Social Sanctions In Video Games

scarletletter.jpg With all the chatter about the Fall 360 dashboard update that's going to incorporate more "social networking" aspects a la Facebook et al, Leigh Alexander has some interesting thoughts up on her Sexy Videogameland blog (taking off from some proposals made by N'Gai Croal in Newsweek) on potential schemes for "social sanctions" via gamertag. This is still being driven by the BioShock dilemma that doesn't give you many options (harvest or save the Little Sisters?), but I'm not at all convinced that investing in-game experiences "with actual, long-term, lingering consequences" is going to add some deep and rich experience to gaming. Alexander doesn't sound terribly convinced, either:

Part of the fun, sometimes, in doing atrocious things in games is that it's fiction. The fact that it's fiction does not make it any less impactful to me. Another part of the fun for me, in video games, is that you can experiment with the boundaries of a world, push them, and if you leave a permanent mark, you can reset, try again. I'd hate if the fear of being caught in my private, solitary mess-around actually restrained me from playing around in a game.
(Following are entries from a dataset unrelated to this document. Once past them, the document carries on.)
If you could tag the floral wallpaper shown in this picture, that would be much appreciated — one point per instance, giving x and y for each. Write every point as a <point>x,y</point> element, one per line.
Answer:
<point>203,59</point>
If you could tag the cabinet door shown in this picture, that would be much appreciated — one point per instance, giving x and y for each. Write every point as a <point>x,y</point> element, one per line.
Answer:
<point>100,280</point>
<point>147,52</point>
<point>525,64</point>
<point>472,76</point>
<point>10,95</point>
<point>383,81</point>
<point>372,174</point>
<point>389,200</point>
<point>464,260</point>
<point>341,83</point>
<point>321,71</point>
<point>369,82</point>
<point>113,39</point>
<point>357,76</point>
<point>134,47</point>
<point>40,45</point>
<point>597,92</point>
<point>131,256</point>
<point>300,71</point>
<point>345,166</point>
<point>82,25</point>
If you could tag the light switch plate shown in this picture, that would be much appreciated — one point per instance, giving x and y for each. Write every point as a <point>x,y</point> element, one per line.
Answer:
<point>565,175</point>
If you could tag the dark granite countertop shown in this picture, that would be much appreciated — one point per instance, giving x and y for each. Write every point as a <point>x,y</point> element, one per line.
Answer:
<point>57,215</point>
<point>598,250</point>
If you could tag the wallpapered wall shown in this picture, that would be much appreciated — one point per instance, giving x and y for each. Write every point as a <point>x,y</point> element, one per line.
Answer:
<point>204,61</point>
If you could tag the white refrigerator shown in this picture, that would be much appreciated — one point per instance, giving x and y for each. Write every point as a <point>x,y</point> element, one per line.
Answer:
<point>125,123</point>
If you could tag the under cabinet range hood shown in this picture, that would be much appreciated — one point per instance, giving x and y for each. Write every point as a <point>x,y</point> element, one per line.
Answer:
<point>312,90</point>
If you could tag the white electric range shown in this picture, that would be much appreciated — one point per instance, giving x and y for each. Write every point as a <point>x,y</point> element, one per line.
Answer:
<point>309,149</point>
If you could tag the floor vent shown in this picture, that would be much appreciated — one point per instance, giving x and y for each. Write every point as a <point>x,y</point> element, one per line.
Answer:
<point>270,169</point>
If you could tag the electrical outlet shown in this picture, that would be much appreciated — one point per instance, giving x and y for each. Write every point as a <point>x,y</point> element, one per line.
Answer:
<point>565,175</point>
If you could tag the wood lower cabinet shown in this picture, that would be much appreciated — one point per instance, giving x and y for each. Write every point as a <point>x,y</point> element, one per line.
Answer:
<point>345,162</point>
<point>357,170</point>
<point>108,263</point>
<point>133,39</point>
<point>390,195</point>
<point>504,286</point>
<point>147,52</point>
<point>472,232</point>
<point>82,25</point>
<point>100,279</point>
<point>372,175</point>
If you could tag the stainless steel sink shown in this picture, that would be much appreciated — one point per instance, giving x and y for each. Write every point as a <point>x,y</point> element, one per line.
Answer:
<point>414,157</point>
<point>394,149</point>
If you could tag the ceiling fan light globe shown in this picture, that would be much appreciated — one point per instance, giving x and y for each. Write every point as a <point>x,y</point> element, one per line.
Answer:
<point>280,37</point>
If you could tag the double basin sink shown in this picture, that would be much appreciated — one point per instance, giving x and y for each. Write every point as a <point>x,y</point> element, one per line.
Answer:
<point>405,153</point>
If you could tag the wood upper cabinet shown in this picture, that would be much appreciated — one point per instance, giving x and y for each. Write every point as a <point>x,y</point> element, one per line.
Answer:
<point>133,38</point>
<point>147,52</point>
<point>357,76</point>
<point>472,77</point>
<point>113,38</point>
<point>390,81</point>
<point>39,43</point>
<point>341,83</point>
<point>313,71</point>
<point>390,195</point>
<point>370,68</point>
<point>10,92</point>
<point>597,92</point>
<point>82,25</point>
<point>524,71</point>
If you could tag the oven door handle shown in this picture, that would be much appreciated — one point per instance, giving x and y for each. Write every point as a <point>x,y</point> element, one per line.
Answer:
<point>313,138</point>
So to answer N'Gai's question -- yes, it would change how I played games, but I don't think for the better.

Croal's original piece is worth taking a gander at and raises some interesting questions of where our outward gaming personas might be telling people in a few years... Still, I don't think we should be linking in-game "personas" with real life - and I don't even have any murdered Little Sisters lurking in my gaming closet.